Cinema, Diamantino, Reviews

Diamantino film review London Film Festival 2018: a deeply weird and wonderful trip


From the moment the giant, fluffy Pekingese puppies appear in candy-coloured clouds of dust on a football field, it’s clear that Diamantino, from the writer-director twosome of Gabriel Abrantes and Daniel Schmidt, is about to take you on a ride. A coping mechanism for the moronic but well-meaning Portuguese footballer, Diamantino, the giant dogs might only be the fifth strangest thing the the film hurls at the audience… in the first 20 minutes.

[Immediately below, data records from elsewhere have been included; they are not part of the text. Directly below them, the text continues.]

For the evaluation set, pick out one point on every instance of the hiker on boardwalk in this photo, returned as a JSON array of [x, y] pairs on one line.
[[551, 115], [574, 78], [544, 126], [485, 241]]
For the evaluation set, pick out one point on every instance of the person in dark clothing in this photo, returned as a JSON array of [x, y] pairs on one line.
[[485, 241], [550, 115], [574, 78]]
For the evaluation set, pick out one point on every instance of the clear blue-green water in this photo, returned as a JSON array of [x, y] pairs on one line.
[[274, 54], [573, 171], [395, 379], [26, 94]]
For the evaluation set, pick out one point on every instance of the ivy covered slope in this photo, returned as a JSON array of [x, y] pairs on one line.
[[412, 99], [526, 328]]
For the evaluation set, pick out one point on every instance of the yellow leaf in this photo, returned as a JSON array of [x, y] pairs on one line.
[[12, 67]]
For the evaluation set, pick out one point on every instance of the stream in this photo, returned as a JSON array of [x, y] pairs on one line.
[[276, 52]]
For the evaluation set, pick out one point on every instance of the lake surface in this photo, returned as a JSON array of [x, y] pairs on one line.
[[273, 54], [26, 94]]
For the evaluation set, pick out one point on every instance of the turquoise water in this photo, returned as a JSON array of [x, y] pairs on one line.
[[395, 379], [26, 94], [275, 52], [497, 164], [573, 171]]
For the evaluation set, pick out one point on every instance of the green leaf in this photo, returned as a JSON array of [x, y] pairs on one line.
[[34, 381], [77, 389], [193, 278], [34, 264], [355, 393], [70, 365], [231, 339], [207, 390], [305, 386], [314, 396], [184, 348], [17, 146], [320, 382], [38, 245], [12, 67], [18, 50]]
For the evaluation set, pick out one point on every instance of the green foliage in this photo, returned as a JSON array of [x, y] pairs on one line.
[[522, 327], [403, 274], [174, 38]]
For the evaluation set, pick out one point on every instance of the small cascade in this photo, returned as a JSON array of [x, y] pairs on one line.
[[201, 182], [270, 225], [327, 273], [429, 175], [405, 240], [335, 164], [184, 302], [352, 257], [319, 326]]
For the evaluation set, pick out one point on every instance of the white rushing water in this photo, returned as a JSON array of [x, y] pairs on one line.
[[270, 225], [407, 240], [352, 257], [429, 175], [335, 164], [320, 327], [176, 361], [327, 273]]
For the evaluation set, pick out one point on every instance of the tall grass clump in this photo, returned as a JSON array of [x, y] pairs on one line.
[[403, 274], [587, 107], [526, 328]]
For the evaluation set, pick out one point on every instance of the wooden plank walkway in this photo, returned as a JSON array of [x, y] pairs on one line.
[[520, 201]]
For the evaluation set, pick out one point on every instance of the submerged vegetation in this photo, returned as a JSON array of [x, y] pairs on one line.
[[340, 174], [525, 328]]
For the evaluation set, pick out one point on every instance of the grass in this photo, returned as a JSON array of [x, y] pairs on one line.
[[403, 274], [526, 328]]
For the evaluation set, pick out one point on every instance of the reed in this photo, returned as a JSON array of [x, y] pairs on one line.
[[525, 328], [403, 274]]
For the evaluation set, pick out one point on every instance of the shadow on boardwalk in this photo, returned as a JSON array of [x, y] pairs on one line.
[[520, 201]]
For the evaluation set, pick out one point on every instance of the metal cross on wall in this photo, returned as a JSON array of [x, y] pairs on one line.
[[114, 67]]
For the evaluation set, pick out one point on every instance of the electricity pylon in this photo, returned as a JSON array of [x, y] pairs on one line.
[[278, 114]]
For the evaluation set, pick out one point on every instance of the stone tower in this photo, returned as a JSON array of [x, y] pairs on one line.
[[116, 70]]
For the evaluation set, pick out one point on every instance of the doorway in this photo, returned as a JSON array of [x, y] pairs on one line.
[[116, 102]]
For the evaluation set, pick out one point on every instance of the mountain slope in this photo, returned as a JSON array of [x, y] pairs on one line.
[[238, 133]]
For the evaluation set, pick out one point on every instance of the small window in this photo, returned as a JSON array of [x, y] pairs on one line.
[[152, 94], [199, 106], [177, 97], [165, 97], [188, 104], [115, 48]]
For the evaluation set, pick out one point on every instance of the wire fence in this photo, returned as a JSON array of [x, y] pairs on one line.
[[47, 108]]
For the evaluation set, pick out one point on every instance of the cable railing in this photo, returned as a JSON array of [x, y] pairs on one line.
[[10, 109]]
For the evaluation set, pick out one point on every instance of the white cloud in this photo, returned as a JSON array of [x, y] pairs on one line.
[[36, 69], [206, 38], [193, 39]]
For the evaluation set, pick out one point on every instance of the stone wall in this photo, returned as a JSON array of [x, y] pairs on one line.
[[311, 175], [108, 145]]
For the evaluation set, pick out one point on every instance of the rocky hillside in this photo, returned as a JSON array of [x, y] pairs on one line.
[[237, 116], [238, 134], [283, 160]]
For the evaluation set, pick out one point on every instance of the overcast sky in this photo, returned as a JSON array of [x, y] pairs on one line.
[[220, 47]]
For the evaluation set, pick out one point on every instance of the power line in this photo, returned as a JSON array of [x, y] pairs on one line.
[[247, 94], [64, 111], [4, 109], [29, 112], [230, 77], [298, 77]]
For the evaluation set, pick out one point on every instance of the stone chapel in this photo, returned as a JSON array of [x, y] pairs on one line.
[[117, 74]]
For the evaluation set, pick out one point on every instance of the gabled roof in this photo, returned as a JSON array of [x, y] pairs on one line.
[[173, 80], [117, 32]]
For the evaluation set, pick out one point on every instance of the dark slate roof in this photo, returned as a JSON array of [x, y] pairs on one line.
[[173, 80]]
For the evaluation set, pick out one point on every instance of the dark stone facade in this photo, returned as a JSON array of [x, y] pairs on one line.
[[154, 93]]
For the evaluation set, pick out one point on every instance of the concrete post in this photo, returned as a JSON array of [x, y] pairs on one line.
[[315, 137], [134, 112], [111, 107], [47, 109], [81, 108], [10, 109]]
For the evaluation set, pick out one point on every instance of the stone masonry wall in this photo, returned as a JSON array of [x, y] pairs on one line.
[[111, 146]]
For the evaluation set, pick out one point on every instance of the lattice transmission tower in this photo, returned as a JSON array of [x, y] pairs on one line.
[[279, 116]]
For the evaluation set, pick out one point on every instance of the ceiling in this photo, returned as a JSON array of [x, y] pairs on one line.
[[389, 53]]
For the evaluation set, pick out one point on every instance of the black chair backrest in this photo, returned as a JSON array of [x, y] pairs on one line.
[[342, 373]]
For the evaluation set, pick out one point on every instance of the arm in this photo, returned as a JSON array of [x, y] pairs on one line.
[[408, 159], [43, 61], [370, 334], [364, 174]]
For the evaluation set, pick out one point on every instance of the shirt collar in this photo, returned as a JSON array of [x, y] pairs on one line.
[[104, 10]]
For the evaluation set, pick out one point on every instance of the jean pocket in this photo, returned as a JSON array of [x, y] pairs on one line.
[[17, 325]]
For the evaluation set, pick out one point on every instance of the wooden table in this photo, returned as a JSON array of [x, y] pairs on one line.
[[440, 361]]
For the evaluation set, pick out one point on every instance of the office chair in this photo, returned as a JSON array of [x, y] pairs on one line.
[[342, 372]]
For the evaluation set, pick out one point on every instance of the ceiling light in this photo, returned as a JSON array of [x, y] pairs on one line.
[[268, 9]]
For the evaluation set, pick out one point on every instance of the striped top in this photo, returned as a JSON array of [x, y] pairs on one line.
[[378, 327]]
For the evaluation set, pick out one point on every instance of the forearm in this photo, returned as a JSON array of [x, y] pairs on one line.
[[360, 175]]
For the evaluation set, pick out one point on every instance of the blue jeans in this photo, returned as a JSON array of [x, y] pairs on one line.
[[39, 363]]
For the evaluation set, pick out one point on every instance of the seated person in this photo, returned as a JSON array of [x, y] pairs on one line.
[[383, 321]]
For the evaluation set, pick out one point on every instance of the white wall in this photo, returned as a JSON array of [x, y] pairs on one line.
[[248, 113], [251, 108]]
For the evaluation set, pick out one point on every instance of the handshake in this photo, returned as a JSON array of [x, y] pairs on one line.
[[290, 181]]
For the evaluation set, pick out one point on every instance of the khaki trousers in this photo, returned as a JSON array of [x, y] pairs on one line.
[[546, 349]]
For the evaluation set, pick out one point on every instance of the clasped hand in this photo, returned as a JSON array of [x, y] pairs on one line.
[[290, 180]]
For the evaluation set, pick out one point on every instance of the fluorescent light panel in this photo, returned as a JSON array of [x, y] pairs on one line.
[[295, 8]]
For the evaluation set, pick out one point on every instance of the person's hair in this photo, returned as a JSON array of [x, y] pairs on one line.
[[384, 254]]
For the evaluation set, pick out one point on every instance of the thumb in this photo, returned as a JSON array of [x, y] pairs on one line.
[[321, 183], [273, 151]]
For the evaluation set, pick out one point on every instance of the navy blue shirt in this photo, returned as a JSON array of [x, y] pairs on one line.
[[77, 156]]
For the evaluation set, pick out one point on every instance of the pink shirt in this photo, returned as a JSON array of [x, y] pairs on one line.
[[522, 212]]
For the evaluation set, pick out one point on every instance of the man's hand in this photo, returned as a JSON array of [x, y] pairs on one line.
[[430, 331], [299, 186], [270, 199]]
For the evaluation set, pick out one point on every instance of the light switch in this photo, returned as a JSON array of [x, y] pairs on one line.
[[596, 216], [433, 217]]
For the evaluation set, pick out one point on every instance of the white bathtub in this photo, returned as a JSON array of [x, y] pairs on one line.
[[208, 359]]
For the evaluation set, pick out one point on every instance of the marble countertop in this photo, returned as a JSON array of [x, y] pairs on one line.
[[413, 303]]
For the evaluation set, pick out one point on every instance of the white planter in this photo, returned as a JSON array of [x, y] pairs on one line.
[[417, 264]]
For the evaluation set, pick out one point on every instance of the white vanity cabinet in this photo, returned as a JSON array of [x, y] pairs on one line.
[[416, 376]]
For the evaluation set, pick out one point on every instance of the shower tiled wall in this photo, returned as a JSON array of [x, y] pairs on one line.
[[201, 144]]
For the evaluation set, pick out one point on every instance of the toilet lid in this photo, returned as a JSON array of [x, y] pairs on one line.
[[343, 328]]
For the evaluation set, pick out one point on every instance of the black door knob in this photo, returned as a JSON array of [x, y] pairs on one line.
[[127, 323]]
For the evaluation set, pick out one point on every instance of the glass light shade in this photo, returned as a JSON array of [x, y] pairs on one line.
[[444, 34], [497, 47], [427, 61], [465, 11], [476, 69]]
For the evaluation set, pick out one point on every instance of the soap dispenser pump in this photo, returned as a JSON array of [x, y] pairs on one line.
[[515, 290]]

Thrown off his game when he glimpses a refugee family at sea who’ve been separated from their child, the doltish Cristiano Ronaldo lookalike experiences a swift fall from grace. It doesn’t take long for the film to dive into its particular brand of weirdness – launching into nefarious plots involving a cop going undercover as an adopted child, cloning, a doctor named Lamborghini and satire of far-right nationalist sentiments that plague Europe in the real world. A secret agent being disguised as a nun who rides a Vespa around is somehow the least ridiculous thing about this movie. It’s an astounding balancing act, juggling a number of different genre tropes, all while satirising modern day politics and challenging views of gender, and even parodying the strange feverishness around football (referred to here as “the opium of the masses”).

Despite being modelled after Cristiano Ronaldo, Diamantino is actually a good person at heart, even if he is a sheltered airhead. Carloto Cotta plays him with heartrending earnestness, only amplified by the goofy visual jokes that the directors sew throughout the film – the Diamantino pillows, his ‘secret folder’ on his computer labelled ‘DIAMANTINO ONLY!!’, which is just filled with pictures of puppies. He’s often mocked and abused by his cruel sisters (who seem to be taken straight out of a fairy tale or an episode of Basketball Wives), who make fun of him for being sensitive and often call him effeminate. The film is as much about his masculinity as it is about political turmoil, with its satire of anti-EU and xenophobic attitudes currently plaguing Europe unfolding at the fringes while Tino remains blissfully unaware, though he may not understand what it means even if someone told him.

There’s a wonderful method to the madness of Diamantino, which crams an unbelievable amount of commentary into a surreal, entertaining 90 minutes. Its engagement with far-right politics, weird as it may be, never feels like empty reference like in so many other films that try to address the god-awful era we currently live in. And even if that doesn’t grab you, there’s always the big fluffy puppies.

Diamantino was seen and reviewed at the BFI London Film Festival 2018.